私が消えたからって、地球規模で何かが変わるわけではない。そんな考えや感覚がずっとあったから、寂しくないのに。
“本当にそうなんだろうか?”
雪のように白く冷たい病室に、嘆く声と涙。それを見ていたら、何故か自然と私を体前へ進めさした。

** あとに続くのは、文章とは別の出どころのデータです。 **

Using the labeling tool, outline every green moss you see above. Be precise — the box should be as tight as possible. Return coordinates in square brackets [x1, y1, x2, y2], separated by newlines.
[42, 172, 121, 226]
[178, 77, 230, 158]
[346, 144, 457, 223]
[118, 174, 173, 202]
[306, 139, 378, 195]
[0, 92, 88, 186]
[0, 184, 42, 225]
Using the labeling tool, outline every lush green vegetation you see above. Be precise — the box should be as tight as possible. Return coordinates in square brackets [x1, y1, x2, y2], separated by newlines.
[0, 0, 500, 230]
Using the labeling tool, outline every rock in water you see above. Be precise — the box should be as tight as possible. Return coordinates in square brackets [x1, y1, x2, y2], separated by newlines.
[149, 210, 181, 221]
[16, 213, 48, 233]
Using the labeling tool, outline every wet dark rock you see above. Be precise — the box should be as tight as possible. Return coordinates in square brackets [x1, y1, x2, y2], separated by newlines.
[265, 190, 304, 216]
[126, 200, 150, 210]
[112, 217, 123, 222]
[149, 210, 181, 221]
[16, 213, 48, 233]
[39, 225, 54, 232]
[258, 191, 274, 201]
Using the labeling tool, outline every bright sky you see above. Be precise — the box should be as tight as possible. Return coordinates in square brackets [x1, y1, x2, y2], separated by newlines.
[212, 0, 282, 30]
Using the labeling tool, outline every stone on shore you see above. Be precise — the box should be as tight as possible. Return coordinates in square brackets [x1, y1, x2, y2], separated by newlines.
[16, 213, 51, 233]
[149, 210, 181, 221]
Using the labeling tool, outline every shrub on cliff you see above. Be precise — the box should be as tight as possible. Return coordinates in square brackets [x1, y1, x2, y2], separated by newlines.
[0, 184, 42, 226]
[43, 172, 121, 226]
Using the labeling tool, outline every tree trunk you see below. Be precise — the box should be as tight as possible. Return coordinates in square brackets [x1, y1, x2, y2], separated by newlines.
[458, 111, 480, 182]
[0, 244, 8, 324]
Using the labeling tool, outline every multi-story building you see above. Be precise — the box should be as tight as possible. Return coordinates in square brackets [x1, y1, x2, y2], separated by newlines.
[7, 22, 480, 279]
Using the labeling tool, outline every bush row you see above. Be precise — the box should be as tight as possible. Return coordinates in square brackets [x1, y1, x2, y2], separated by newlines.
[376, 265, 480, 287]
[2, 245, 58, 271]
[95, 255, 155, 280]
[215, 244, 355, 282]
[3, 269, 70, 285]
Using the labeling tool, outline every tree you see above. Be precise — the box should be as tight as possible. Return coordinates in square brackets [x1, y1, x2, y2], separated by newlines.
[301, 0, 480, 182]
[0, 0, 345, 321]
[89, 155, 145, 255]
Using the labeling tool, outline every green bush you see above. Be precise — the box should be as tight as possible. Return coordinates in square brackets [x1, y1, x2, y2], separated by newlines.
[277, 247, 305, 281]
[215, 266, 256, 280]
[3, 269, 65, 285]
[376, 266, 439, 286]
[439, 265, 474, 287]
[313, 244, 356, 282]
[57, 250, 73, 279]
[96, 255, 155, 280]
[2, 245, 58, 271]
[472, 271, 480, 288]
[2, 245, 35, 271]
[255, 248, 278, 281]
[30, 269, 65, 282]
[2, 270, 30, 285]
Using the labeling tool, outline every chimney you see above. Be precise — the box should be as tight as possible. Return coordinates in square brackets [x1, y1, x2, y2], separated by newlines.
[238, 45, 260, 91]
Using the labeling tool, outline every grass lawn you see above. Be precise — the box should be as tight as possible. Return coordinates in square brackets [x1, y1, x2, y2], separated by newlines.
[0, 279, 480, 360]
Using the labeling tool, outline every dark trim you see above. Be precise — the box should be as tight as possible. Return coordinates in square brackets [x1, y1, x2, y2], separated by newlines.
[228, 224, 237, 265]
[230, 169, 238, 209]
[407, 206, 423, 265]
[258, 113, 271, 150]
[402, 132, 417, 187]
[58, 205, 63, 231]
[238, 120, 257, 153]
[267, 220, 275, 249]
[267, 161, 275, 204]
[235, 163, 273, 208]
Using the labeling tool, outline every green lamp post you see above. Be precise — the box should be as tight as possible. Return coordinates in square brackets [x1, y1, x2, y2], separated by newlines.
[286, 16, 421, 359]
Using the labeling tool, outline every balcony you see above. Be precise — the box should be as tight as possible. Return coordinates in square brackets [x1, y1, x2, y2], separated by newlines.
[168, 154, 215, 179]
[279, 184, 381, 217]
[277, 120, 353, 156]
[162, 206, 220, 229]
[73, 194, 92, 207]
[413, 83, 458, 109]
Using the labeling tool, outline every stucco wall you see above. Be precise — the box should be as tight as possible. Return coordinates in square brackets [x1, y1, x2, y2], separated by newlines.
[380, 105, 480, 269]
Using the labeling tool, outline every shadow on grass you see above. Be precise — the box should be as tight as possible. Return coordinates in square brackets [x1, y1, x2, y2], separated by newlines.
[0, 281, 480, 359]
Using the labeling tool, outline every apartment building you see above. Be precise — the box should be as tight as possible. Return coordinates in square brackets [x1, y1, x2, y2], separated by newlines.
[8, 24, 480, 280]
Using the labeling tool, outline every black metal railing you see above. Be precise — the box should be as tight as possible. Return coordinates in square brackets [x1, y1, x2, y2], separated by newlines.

地球規模で変わらないのは確かだけど、私の心に生まれた想いは何だろうか?
現すように、視界を滲ますこの涙は何だろうか? 三人の姿を見ていると……。
神様なんて曖昧なモノは信じていない。現実で実際に生きているのは私だもの。
だから、横たわる私の顔に手を触れ言う。
「確かに十分な人生かもしれない。でも私は……綾として家族でいたい、妹でいたい。この人達の側で一緒に生きたいの!」
“お願い私を戻して!”
まだ生きたいと感じている。まだ見ていない世界、景色や人もいる。私はこの先の人生も見たいと思う。
この家族と共に。
擦り抜ける手が顔の頬を貫いた瞬間、暖かい光が指先から伝わった。
一瞬にして私を包み、眩しくて目を瞑った。視界の世界は白、妙な機械音が耳につく。
気のせいか体が重くて痛い。何が起こったと思えば、知った声が聞こえて、霞む視界の先には顔が覗かせている。
母親は相変わらず泣き崩れていた。
父親は安堵の笑みを浮かべ、兄は照れ臭いのか涙を拭き隠している。
“そうか……生き返れたのか……”
安堵感から再び目を閉じ、私は眠りにつく。耳元では、三人の涙声が、いつまでも心地良く聞えていた。
その後、私は療養をして病院を退院した。聞けば外傷も酷くなく、頭を打っていたが、異常があるわけではないとの事。
意識が何故か戻らないとの事だった。打ち方が良かったためか、昔聞いた人間の持つ馬鹿力のせいか。
普段人間は本来の力を何%も出せていない。そんな話しを思い出していた。
見上げる空は青い。 綿菓子の白が一緒に気ままに流れて行く。届かない程深くて高い。
地球を包み込み、優しく厳しく表情変え見守っている。
自転車に跨り、ペダルを踏みしめて私は爽快な空の下をこぐ。
風の匂いを感じ、陽射しを浴び、新たな沢山の気付きに出会うために。
“私という人生を歩む”
「綾ちゃん!」
あの日、約束より一時間過ぎても待ち続けた春菜。陽射しの加減か眩しく見える。
可愛くまとめた艶ある黒髪を見せて、優しく微笑む。病院を退院した後日、再び会う約束を報告も兼ねてしていた。
「ごめんね、待った?」
「大丈夫だから!」
更に笑顔が増す。
春菜を自転車の後ろに乗せ、今日は大きい公園へ旅をする。
彩る会話が私の背から聞えてくる。警察官には気をつけながら、空の下を元気な二人が行く。
笑顔と笑い声が溢れ出して、街に色を増やす。